Germain n’acheva pas et baissa les yeux.

– Et de quoi?… reprit Rigolette en rougissant.

– Et de… de dévouement, balbutia Germain.

– Pourquoi pas de respect tout de suite, comme à la fin d’une lettre? dit Rigolette avec impatience. Vous me trompez, ce n’est pas cela que vous vouliez dire… Vous vous êtes arrêté brusquement…

– Je vous assure…

– Vous m’assurez… vous m’assurez… je vous vois bien rougir à travers la grille… Est-ce que je ne suis pas votre petite amie, votre bonne camarade? Pourquoi me cacher quelque chose?… Soyez donc franc avec moi, dites-moi tout, ajouta timidement la grisette: car elle n’attendait qu’un aveu de Germain pour lui dire naïvement, loyalement qu’elle l’aimait.

Honnête et généreux amour, que le malheur de Germain avait fait naître.

– Je vous assure, reprit le prisonnier avec un soupir, que je n’ai voulu rien dire de plus… que je ne vous cache rien!

– Fi! le menteur! s’écria Rigolette en frappant du pied. Eh bien! vous voyez cette grande cravate de laine blanche que je vous apportais – elle la tira de son cabas, pour vous punir d’être si dissimulé, vous ne l’aurez pas… Je l’avais tricotée pour vous… je m’étais dit: «Il doit faire si froid, si humide dans ces grandes cours de la prison, qu’au moins il sera bien chaudement garanti avec cela… Il est si frileux!»

– Comment, vous…?

– Oui, monsieur, vous êtes frileux…, dit Rigolette en l’interrompant, je me le rappelle bien, peut-être! ce qui ne vous empêchait pas de vouloir toujours, par délicatesse, m’empêcher de mettre du bois dans mon poêle, quand vous passiez la soirée avec moi… Oh! j’ai bonne mémoire!

– Et moi aussi… que trop bonne!… dit Germain d’une voix émue.

Et il passa sa main sur ses yeux.

– Allons! vous voilà encore à vous attrister, quoique je vous le défende.

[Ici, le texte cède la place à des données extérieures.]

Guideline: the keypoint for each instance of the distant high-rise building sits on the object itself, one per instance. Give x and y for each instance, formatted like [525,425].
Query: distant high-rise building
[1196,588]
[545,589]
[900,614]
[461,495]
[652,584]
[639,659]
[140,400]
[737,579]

– Comment voulez-vous que je ne sois pas touché aux larmes, quand je songe à tout ce que vous avez fait pour moi depuis mon séjour en prison?… Et cette nouvelle attention n’est-elle pas charmante? Ne sais-je pas enfin que vous prenez sur vos nuits pour avoir le temps de venir me voir? À cause de moi, vous vous imposez un travail exagéré.

– C’est ça! plaignez-moi bien vite de faire tous les deux ou trois jours une jolie promenade pour venir visiter mes amis, moi qui adore marcher… C’est si amusant de regarder les boutiques tout le long du chemin!

– Et aujourd’hui, sortir par ce vent, par cette pluie!

– Raison de plus, vous n’avez pas idée des drôles de figures qu’on rencontre! Les uns retiennent leur chapeau à deux mains pour que l’ouragan ne l’emporte pas; les autres, pendant que leur parapluie fait la tulipe, font des grimaces incroyables en fermant les yeux pendant que la pluie leur fouette le visage… Tenez, ce matin, pendant toute ma route, c’était une vraie comédie… Je me promettais de vous faire rire en vous la racontant… Mais vous ne voulez pas seulement vous dérider un peu…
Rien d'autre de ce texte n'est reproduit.